The data of mean overall survival for DMH, DMH-P, DMH-C, DMH-C-P, Control and Control-P groups were 250 d [95% confidence interval (CI): 242.5-253.1], 268 d (95%CI: 246.3-271.4), 380 d (95%CI: 337.8-421.9), 480 d (95%CI: 436.9-530.7), 588 d (95%CI: 565.8-609.3) and 590 d (95%CI: 564.3-612.9), respectively, with a significant difference between DMH-C and DMH-C-P groups (P = 0.001). Comparing all groups by Kaplan-Meier estimator, we found a significantly different in the overall survival of DMH and DMH-P groups respect to DMH-C (P = 0.001) and DMH-C-P (P = 0.001) groups; interestingly, there were no meaningful differences between Control, Control-P and DMH-C-P groups (P = 0.012). The tendency of change in body weight gain of the rats at 90 d of finishing DMH administration was similar in Control group compared with DMH-C and DMH-C-P groups; however, and of relevance, DMH-C-P group has experienced a higher body weight gain at the end of animal’s life than DMH-C group (P = 0.001). In DMH-C-P group we found a positive effect of probiotics in clinical manifestations since diarrhea, constipation and blood stool were absenting. Also, the tumor burden was lower in DMH-C-P than DMH-C, DMH-P or DMH groups (1.25 vs 1.81 vs 3.9 vs 4.8 cm2, respectively). DMH-C and DMH-C-P groups showed only mucinous carcinoma type while in other DMH groups the tumor types were variable. However, mucinous carcinoma from DMH-C-P group showed invasion until muscularis propria layer. Interestingly, metastatic lymph node was observed in DMH, DMH-C and DMH-P groups but not in DMH-C-P. All animals in Control group died from natural causes without objective injuries. All animals of DMH and DMH-P groups died from tumor complications (i.e., obstruction or intestinal perforation); however, this cause was seen only in 44.5% of DMH-C and DMH-C-P groups

CONCLUSION

Probiotics administration improves life quality of rats with CRC under capecitabine treatment and also has a positive effect in the overall survival of these animals treated with this drug.

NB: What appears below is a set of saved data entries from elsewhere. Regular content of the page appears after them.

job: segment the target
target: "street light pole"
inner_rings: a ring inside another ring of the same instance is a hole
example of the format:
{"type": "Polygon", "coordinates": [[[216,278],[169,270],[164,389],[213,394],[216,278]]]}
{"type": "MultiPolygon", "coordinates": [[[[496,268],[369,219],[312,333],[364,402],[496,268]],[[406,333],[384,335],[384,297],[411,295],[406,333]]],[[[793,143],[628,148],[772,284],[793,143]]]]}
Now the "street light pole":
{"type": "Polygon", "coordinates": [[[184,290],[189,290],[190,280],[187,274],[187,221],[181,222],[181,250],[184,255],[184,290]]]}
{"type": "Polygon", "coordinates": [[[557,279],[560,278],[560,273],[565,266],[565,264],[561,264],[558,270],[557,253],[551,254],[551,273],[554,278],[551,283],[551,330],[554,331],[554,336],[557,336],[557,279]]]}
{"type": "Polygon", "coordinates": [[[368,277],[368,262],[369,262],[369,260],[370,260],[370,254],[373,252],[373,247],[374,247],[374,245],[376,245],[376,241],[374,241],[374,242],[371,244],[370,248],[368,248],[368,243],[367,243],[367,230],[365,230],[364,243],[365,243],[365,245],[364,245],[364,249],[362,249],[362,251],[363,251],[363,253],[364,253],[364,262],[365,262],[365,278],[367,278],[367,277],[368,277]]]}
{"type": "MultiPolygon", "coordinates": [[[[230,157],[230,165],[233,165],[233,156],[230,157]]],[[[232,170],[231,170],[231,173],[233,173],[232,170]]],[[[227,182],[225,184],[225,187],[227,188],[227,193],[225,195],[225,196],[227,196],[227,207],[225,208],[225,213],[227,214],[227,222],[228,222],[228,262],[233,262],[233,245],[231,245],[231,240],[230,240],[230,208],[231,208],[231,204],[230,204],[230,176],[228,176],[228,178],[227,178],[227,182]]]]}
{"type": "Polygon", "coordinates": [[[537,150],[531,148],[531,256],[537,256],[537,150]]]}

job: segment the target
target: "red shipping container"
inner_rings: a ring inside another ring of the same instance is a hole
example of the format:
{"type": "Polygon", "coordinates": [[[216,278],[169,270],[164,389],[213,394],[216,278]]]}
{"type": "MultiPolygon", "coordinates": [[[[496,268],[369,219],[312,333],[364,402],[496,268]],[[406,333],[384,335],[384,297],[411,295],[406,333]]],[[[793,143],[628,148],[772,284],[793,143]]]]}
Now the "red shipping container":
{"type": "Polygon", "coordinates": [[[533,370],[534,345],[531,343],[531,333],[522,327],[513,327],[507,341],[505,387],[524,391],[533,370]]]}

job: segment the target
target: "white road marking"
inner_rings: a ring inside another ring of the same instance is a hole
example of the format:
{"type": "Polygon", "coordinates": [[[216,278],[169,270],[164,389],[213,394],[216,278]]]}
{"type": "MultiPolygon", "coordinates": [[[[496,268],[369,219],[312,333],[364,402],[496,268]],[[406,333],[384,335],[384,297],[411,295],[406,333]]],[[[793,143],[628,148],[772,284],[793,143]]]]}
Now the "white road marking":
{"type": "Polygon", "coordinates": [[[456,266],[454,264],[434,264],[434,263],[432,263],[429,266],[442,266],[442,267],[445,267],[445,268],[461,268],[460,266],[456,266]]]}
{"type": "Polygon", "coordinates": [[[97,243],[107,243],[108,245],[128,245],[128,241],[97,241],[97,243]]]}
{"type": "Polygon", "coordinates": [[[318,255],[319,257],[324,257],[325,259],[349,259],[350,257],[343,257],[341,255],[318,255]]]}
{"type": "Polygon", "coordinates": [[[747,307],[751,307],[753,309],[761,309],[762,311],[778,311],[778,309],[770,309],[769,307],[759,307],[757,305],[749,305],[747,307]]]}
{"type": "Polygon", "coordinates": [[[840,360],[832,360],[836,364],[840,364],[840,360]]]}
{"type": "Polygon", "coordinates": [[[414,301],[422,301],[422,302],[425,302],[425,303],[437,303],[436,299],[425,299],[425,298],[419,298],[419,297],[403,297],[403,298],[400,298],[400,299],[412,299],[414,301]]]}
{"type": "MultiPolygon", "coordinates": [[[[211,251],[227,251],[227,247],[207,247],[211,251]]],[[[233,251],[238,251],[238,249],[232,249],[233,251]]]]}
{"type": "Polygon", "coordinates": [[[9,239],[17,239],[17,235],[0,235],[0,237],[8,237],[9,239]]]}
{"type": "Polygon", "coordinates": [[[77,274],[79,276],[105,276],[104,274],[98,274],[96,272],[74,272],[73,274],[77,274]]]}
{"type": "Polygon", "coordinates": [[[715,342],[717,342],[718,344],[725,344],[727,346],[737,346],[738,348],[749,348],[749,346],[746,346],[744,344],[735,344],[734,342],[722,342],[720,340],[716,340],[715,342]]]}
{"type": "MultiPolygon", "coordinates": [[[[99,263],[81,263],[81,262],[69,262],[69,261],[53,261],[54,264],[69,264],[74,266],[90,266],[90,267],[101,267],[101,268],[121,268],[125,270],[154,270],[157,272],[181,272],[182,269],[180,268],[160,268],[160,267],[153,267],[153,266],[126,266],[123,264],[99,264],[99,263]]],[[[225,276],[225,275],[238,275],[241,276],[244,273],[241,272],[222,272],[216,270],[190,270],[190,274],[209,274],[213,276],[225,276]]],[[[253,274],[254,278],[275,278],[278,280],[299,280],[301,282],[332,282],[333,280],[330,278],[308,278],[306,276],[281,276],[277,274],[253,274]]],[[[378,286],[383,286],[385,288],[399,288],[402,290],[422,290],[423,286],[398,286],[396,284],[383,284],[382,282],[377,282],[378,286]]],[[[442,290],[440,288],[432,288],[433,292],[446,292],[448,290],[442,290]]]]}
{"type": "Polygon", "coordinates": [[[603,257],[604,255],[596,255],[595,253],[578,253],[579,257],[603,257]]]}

Keywords: Colorectal cancer; Capecitabine; Probiotics; Survival; Life quality; Animal experimentation

Core Tip: Today it is still unclear which are the most effective forms of probiotics administration at long-term to reduce the incidence of human colorectal cancer (CRC) or which microorganisms are the most suitable; the amount, time and frequency that should be consumed in the diet. Also, which is their influence on side effect from chemotherapy in CRC? Herein we show, for the first time, that probiotics have a positive impact on the overall survival of rats with CRC under capecitabine treatment. These animals have also a benefit in weight gain, clinical manifestations, developing cancer, number, localization and tumor burden.